Opposition lawmakers on Wednesday pressed the government on its plan to tackle high inflation and the economic downturn in the country, accusing Prime Minister Boris Johnson of ignoring the problem. Mr Johnson pointed to a range of measures to help offset the energy cap increase, including some tax refunds and a drop in the unemployment rate.

Britain has seen soaring energy prices before, but the current situation is “once in a generation”, said Jack Leslie, senior economist at the Resolution Foundation, an independent think tank focused on improving the standard of living of low-income people. He added that there was no indication that energy prices would come down any time soon. “It’s on another level,” he said.

Ms Hart, who rents out her book-filled bungalow, moved to Clacton-on-Sea for the sun and the outdoors, she said. With her difficulty walking long distances these days, her social life involves going to the seaside and being visited by an aide who comes several times a week to help her wash her hair for about £75 per month. And with news that her rent has also risen by £20 a month, she is even considering losing the aid.

“All my family and friends are saying the same thing – what are we supposed to reduce?” she says.

She is looking to see if she can take advantage of some measures the government instituted last month to help people facing rising costs, including a £500million grant that local authorities are to distribute to low-income households .

But critics and campaigners said the measures did not match the severity of the price hike, repeating a long-standing plea for benefits to be increased.

“It used to be expected that older people could tighten their belts,” said David Southgate, policy and research manager at Age UK, an older people’s support group. “The difficulty now is that there are no more cuts older people can make to their household budgets.”

People living on disability benefits because they cannot work also face additional hardship in the face of rising prices.

In Liverpool, Maxine Williams, 52, said keeping warm was a key part of managing a disorder affecting her connective tissues, known as Ehlers-Danlos syndrome.
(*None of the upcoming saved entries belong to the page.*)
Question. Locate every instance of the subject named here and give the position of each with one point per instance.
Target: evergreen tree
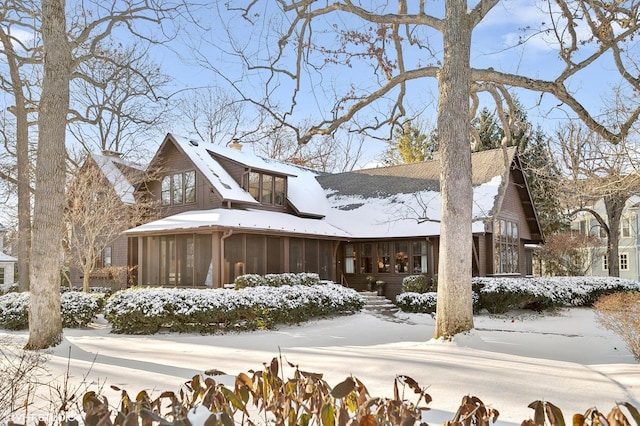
(410, 145)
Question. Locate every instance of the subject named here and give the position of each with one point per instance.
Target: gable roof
(303, 192)
(120, 174)
(397, 201)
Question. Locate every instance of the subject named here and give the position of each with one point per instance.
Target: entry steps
(377, 304)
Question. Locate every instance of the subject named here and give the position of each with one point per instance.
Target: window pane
(267, 189)
(234, 258)
(279, 191)
(296, 255)
(254, 185)
(190, 187)
(402, 257)
(366, 259)
(349, 259)
(255, 262)
(275, 255)
(106, 256)
(419, 251)
(165, 194)
(311, 256)
(177, 189)
(384, 258)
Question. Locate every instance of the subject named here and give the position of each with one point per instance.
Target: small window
(349, 259)
(254, 185)
(419, 253)
(279, 191)
(267, 189)
(384, 258)
(624, 262)
(626, 228)
(366, 259)
(165, 195)
(190, 187)
(507, 246)
(402, 257)
(178, 189)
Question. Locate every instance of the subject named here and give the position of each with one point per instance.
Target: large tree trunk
(614, 205)
(24, 192)
(45, 323)
(454, 312)
(23, 163)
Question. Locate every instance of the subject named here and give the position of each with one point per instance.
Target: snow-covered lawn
(508, 361)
But since her energy bill doubled in April, Ms Williams has started to cut her weekly shopping list down to the essentials, microwave meals instead of using the oven and cancel services of TV streaming. What has remained essentially the same this year is her disability award, she said.
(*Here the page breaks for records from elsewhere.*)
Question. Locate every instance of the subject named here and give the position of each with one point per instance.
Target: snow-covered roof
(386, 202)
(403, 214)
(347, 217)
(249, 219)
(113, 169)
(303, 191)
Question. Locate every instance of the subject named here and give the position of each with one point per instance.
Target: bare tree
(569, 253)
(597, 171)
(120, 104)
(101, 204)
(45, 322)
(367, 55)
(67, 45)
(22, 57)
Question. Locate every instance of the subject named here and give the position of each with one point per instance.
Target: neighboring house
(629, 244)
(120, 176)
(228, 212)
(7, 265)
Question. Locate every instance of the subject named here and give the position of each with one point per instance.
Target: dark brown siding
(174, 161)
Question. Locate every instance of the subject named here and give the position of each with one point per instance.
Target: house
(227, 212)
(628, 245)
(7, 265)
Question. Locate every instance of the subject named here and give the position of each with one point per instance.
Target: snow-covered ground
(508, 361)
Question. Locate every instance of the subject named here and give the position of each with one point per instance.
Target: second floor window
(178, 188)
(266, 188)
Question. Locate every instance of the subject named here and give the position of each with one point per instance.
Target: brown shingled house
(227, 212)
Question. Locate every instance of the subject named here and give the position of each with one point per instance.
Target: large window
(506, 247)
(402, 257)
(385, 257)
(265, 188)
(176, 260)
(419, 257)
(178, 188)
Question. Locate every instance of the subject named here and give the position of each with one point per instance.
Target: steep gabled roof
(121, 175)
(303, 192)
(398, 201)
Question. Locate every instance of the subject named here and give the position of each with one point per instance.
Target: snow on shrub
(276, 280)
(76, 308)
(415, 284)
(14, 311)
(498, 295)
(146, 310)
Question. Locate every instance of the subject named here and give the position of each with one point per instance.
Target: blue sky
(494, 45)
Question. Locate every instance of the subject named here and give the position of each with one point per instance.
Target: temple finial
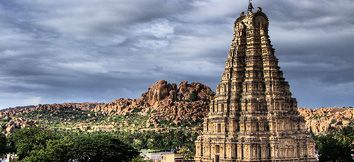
(250, 6)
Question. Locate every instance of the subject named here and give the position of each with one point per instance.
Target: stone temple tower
(253, 116)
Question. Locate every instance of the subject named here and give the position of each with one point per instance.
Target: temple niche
(253, 116)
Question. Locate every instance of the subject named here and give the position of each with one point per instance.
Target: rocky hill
(166, 101)
(163, 106)
(323, 120)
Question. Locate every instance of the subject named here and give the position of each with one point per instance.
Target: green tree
(26, 140)
(102, 147)
(3, 148)
(332, 149)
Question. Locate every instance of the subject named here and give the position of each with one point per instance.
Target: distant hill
(163, 106)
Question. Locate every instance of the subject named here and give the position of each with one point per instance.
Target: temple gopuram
(253, 116)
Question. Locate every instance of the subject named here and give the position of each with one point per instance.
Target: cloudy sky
(94, 50)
“I can’t just turn on the heating, because I can’t afford it,” she said, adding that it left her more nauseous and sore. “It’s been hard.”

To help each other out of fear of a cost-of-living crisis, many older people – ranging from anxious to resigned – are banding together.

On a recent sunny afternoon, dozens of people gathered for lunch in Jaywick, near Clacton-on-Sea, where residents paid £1.50 (about $2) as volunteers served tea, coffee and a two course meal. Some people declined to discuss their finances, citing the event as an escape from a source of stress.

It was the social highlight of the week for Patricia Hutton, 89, a resident of Jaywick, who said events like this had brought her through times of crisis. Like everyone else, his bills went up, but with his arthritis and some mobility issues, it was hard to keep the heat and the lights off.

“I pay all my bills by direct debit, and if there’s no more money for food, there’s no more money for food,” she said.

Her friend Jennifer Belcher, 67, started going out early in the morning and buying discounted food as it was due to expire soon in order to help Ms Hutton reduce her grocery spending. “We’ve saved him almost £40 a month on his purchases,” she said.

Ms Belcher’s own energy bill more than doubled in the past month, she said. Now holidays are a thing of the past, as is shopping for new shoes and clothes. “Is our retirement in line with that? Is that the devil!” she said.

In a country where excess winter deaths number in the tens of thousands, warmer weather has blunted some of the strength. But for many Britons wary of the tough choices the colder months will bring, summer will be hard to enjoy.

“Next winter, what are we going to do? said Mrs. Belcher. “Make a fire in the garden?

Eshe Nelson contributed report.

Leave a Reply

Your email address will not be published.